10:10 am - 10:30 am Gangtie Zheng, Tsinghua University.

Title: Robotic Deployments for No-Touch Patient In-Take

10:30 am - 10:50 am Kesh Kesavadas, Director of the Health Care Engineering Systems Center, University of Illinois at Urbana-Champaign.

Title: UVBot - a Low Cost Autonomous Robot for Indoor Sanitizing

10:50 am - 11:00 am Break
11:00am - 12:15 pm Public/Private Panel Discussion: European Commission, US NSF, US NIH, Israel, Venture Capitalists.

Cecile Huet, Deputy Head, Robotics and AI, European Commission
Erion Plaku, Program Director, US National Science Foundation
Moria Bittmann, Program Director, US National Institutes of Health
Itamar Netzer, Sub-District Director in Clalit HMO, Israel
Errol Arkilic, Founder & CEO, M34 Capital

12:15 pm - 12:35 pm Qing Gao, Kerui Yi, Qiwen Wang, Yongquan Chen & Zheng Li
The Chinese University of Hong Kong, Shenzhen.

Title: Oropharynx Visual Detection for OP-swab Robot Sampling based on Deep Learning

12:35 pm - 1:15 pm Lunch Break
1:15 pm - 1:40 pm Brad Nelson, ETH Zurich.

Title: Combating COVID-19: The Role of Robotics in Managing Public Health and Infectious Diseases

1:40 pm - 2:00 pm Tomonari Furukawa, University of Virginia.

Title: Robotic Surface Disinfection and Mapping of Disinfected Surfaces

2:00 pm - 2:20 pm Haoguang Yang, Purdue University.

Title:Modular Robots in Response to Evolving Human Safety Demands during the COVID-19 Pandemic

2:20 pm - 2:40 pm Mohammad Mahoor, University of Denver.

Title: Socially Assistive Robotics for Elderly People with Depression and Dementia

2:40 pm - 3:00 pm Krishna Chaitanya Kodur, Kaustubh Rajpathak, Akilesh Rajavenkatanarayanan, Maria Kyrarini, Fillia Makedon
University of Santa Clara, University of Texas at Arlington

Title: Towards a Multi-purpose Robotic Nursing Assistant

3:00 pm - 3:30 pm Kris Hauser, University of Illinois at Urbana-Champaign

Title: Toward No-Touch Robotic Nursing and Routine Medical Care

3:30 pm - 4:10 pm Break-Out Sessions & Report.

  • Technology, AI and Affective Communication
  • Teleoperation Vs Autonomy
4:10 pm - 4:30 pm Juan Wachs, Purdue University.
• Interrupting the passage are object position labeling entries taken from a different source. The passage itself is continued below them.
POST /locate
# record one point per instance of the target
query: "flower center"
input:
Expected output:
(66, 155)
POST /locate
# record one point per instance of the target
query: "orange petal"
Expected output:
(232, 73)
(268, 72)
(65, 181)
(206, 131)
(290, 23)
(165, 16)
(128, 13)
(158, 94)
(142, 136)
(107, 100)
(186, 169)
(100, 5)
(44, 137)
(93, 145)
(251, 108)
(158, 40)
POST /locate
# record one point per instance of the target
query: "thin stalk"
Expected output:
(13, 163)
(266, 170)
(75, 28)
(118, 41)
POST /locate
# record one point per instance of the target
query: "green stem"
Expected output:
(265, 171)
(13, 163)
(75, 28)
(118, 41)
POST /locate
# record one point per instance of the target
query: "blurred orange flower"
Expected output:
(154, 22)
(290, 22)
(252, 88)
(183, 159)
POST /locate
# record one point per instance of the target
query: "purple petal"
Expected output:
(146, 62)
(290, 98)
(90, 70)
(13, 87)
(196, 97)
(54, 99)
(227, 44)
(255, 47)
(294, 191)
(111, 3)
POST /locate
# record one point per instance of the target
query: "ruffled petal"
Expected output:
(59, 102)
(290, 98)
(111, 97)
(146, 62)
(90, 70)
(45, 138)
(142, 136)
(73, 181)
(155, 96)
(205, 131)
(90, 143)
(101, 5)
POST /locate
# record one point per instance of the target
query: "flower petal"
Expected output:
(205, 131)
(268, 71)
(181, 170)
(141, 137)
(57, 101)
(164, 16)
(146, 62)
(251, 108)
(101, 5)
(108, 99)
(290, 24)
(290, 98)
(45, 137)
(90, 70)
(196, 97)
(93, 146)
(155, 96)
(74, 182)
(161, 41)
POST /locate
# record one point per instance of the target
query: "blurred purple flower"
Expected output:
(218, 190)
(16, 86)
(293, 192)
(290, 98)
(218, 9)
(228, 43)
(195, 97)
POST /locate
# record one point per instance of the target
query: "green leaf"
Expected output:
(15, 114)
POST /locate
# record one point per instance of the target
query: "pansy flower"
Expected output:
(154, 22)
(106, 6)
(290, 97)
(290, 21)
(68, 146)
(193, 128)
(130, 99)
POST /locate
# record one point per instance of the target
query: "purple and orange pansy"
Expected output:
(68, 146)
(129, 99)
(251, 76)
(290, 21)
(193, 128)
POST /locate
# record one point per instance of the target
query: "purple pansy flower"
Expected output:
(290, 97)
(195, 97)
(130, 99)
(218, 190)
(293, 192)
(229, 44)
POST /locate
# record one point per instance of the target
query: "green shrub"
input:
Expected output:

Title: Immersive Robotics and the Curse of Sterility

4:30 pm - 4:40 pm Summary and Wrap-Up


Speakers Biography

Dr. Richard M. Voyles is the head of the Collaborative Robotics Lab at Purdue and Director of the Robotics Accelerator. With expertise in electrical engineering, mechanical engineering and computer science, Dr. Voyles' research interest include novel robotic mechanisms, sensors, self-adaptive software, real-time control, and gesture-based human/robot interaction. His professional experience includes IBM, Avanti Optics, Integrated Systems and Dart Controls, tenured academic positions at the University of Minnesota, University of Denver, and Purdue University, positions with the federal government including leading the National Robotics Initiative at the National Science Foundation and Assistant Director for Robotics and Cyber-Physical Systems at the Office of Science and Technology Policy at the White House, and Board of Director positions on The Works, Easton Family Foundation, Minnesota Virtual Simulations and Mark V Automation. At Purdue, Dr. Voyles studies infrastructure tools for self-adaptation in real-time and embedded systems. He also directs research in miniature robotics for search and rescue, including small crawling ground robots for penetration into rubble, hybrid serpentine robots for moving over rubble, and high-precision UAVs for inspecting rubble and structures from the air.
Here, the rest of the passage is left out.